Hastalık kavramının, özellikle kişi açısından taşıdığı anlam önemlidir. Çünkü kişinin sağlık hizmetinden yararlanabilmesi için onu hizmet aramaya yönelten normal dışı bir durumun olması gereklidir. Her insanın kendisini bir algılama biçimi, buna uygun olarak ta sağlık ve hastalık anlayışı vardır. İnsanların bedenleri ya da ruhsal durumlarındaki normal dışı belirti ve duygulara gösterdikleri tepkiler oldukça farklı olabilmektedir. Bu farklılık, kişinin içinde bulunduğu kültürün sağlık ve hastalık anlayışı ile, sağlık konusundaki bilgi düzeyinden kaynaklanmaktadır. Bir genelleme yapmak gerekirse, hemen her kültürde, kendisini iyi hissetmeyen bir insan, önce iyilik halini bozan belirti ya da bulgunun nedenini kendi kendine açıklamaya çalışır. Daha sonra, yakın çevresindeki güvendiği kişilere açılır ve onların görüşünü alır. Bundan sonra, eğer normal olmayan durumunun bu konuda uzman bir kişiden yardım istemeyi gerektirdiği sonucuna varır ise, sağlıkla ilgilenen bir uzmana, örneğin hekime başvurur.

Özetle, insanın kendisinin hasta olduğuna kara vererek hizmet talebinde bulunması üç aşamalı bir süreçtir. Bu sürecin işlemesi, kültürden kültüre, kişiden kişiye farklılık gösterebilmektedir. Bazı toplumlarda, ağızda çürük diş bulunması bir hastalık kabul edilip hekime başvurmayı gerektirir iken, başka bazı toplumlarda, diş hekimlerinin bile kendi ağızlarındaki çürük dişlere aldırış etmemesi bunun tipik bir örneğidir.

İnsanlardaki “hastalık davranışı” nı açıklamaya yönelik pek çok model geliştirilmiştir. Bunlardan birisine göre, kendisini iyi hissetmeyen bir kişi kendi kendine bir dizi soru sormakta ve bu sorulara verebildiği yanıtlar çerçevesinde hasta olup olmadığı sonucuna varmaktadır.

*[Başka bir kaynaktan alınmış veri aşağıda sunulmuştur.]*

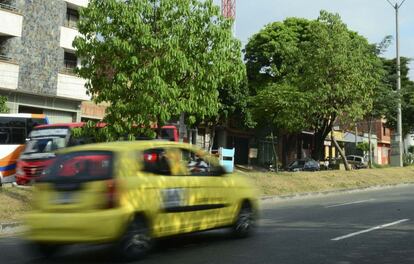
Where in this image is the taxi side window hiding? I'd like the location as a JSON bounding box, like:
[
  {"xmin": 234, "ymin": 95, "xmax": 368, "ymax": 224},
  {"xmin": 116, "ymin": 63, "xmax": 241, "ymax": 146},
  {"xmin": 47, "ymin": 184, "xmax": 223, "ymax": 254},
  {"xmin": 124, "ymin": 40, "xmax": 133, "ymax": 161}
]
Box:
[{"xmin": 143, "ymin": 148, "xmax": 171, "ymax": 175}]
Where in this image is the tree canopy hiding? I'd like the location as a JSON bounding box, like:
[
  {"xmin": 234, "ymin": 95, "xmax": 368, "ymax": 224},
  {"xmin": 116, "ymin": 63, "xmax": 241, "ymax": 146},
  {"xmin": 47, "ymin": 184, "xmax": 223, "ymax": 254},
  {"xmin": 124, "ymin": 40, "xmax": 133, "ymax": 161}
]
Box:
[
  {"xmin": 245, "ymin": 11, "xmax": 383, "ymax": 158},
  {"xmin": 74, "ymin": 0, "xmax": 245, "ymax": 139},
  {"xmin": 383, "ymin": 57, "xmax": 414, "ymax": 137}
]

İnsanların hastalık anlayışına bağlı olarak yararlandıkları sağlık hizmetleri de doğal olarak farklılık göstermektedir. Dünya Sağlık Örgütü, her yıl tüm üye ülkelerden elde edilen bilgilerin ışığında “Dünya Sağlık Raporu” yayımlamaktadır.

(18)

1.1.3. Sağlık Hizmetleri Tanımı

Dünyanın bir çok ülkesinde sağlık hizmetleri, uzun yıllar sadece hastalıkların tedavisi seklinde anlaşılmış, ancak giderek çeşitli hastalıklar mikroplarla mücadele, çevre sağlığı ve hijyen konusundaki gelişmeler ya da hastalıkların bulaşma süreci ve süresi konusundaki bilgilerin artması gibi nedenlerle sağlık hizmetlerinin farklı alanlarda yoğunlaştığı gözlenmiştir.

Birey sağlığının toplum sağlığı ile sıkı ilişki içinde olduğu anlaşılarak geniş halk kitleleri tarafından tedavi hizmetlerin yanı sıra koruyucu sağlık hizmetlerine de daha fazla önem verilmeye başlanmıştır. ( Kurtulmuş 1998 )

Sağlık hizmetlerini genel anlamda incelemeden önce sağlık ve hastalığın tanımlarını ve bunların birbirinden farklı olduklarının belirtilmesi gerekmektedir. Sağlığın tanımı yukarıda da anlatıldığı üzere geleneksel anlayışta, hastalığın olmayışı seklinde algılanmış ve tanımlanmıştır. Tanımın böyle yapılması hastalık kavramını ön plana çıkarmış, kişilerin/toplumların sağlığı bu kavrama bağlı olarak değerlendirilmiştir. Hastalık kavramı ise; tarihin çeşitli dönemlerinde ve farklı kültürlerde farklı algılanmıştır. Örneğin; yakın dönemlere kadar Türkiye’de ishal bir hastalık olarak kabul edilmemiştir.

Aynı şekilde, Sark Çıbanı ve Trahom yaygın olduğu toplumlarda hastalık olarak algılanmamıştır. Bu konudaki genel gelişim; zamanın ilerlemesi ve kültür düzeyinin yükselmesine koşut olarak, hastalık kabul edilen durumların sayısının artması yönündedir. Hastalık kavramındaki bu göreceliliğe ve değişkenliğe karsın, tıp çevreleri hastalık kavramına bağlı olmayan bir sağlık tanımı yapamamış ve sağlığın tanımını hastalık kavramı ile tanımlamak zorunda kalmışlardır. (Akdur 2000 )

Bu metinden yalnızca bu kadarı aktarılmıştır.